Friday, September 16, 2022

Gee, Yesterday Evening


I want to remember last night, a warm evening in September.

It's my day to pick up Gee from preschool. I notice that she has a bit of a cough and when we get home and I lift her out of her car seat, she says, “I want to hold you.” So I leave my bags in the car and I carry her to the bench on our porch and I sit with her there, on my lap facing me, leaning into my chest.. She is grubby from school, dirt around her ankles and her in elbow creases. Her face is sticky, and there is more dirt visible on her cheeks and around her mouth. Her hair smells like sweaty kid as she snuggles against me, turning her head to fit just right in the space between my neck and shoulder, where somehow my clavicle becomes a pillow and we are both comfortable. The air is getting cooler, the light has that golden hue of autumn, and the leaves are rustling but they are still green and the sun is still warm. Clementine is excited to see us and eagerly chewing a rawhide bone.
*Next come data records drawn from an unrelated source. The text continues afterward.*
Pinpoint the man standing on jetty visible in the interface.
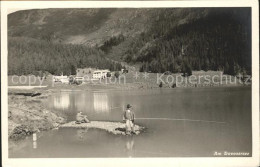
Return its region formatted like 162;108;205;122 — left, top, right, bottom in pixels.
123;104;135;135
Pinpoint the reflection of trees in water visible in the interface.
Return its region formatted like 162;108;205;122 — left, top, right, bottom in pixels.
53;93;70;110
94;92;109;112
77;128;88;140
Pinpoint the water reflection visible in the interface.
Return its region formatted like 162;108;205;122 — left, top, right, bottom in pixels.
74;93;90;111
77;128;88;140
126;136;134;158
53;93;70;110
93;92;109;112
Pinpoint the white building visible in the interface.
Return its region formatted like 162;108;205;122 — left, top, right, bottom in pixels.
53;75;69;83
92;70;110;79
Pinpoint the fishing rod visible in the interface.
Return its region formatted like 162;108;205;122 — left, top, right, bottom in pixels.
135;118;226;124
107;107;226;124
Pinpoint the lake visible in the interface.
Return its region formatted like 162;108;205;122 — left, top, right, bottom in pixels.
9;87;252;158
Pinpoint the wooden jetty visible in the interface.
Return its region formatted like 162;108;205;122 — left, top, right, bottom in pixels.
60;121;145;135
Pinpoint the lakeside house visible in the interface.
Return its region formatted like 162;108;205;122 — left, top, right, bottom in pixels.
92;70;110;79
53;74;69;83
76;68;97;77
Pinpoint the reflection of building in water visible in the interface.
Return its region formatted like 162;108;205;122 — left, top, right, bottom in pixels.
53;93;70;109
75;93;88;111
94;92;109;112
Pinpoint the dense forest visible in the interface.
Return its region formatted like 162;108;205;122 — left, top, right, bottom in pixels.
8;8;251;75
123;8;251;75
8;38;122;75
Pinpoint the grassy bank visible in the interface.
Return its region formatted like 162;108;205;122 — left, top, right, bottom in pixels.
8;90;66;140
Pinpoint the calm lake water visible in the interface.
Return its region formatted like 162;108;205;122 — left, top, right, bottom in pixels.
9;87;252;158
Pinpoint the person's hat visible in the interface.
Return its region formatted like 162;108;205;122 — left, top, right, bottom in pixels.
126;104;132;108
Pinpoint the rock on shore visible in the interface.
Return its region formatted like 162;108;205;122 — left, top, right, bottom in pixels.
60;121;145;135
David and the big girls aren’t home—he’s dropping them off at the gym—so Gee and I sit and snuggle and breathe together for a few moments. She feels so good, warm and heavy on my lap, caught in that moment between baby and big girl. After a bit, she sits up to face me and we talk about where her sisters are and how her eyes are blue and my eyes are blue. She tells me that her hair is “silvadon” and I ask if she means “golden” but she says no and then I say, “Blonde?” and she says “Yes!” and is elated that I found the right word. Then she asks for a popsicle and she pronounces it in this way that sounds like “possible” even though when I repeat, smiling, it she tries to correct me—she hears it’s wrong though she can’t quite say it right. We go inside with an orange popsicle that has melted and refrozen in a misshapen way in the garage freezer and I take her up to the bathroom to wash off the day. When she's the bath tub with an orange popsicle, I clean her face and her body with a wash cloth and wipe away the dirt and grime and the popsicle drip on her belly until she smells like the sweet lavender Honest Company baby shampoo that we’re still using. I take a video of the way she says “pocksible” and I just want to bottle her up and keep her age three, with scraped knees and a missing front tooth and tangly golden hair with short, blunt bangs and wide blue eyes and soft cheeks and orange popsicle breath and dimpled hands with dirt under the fingernails.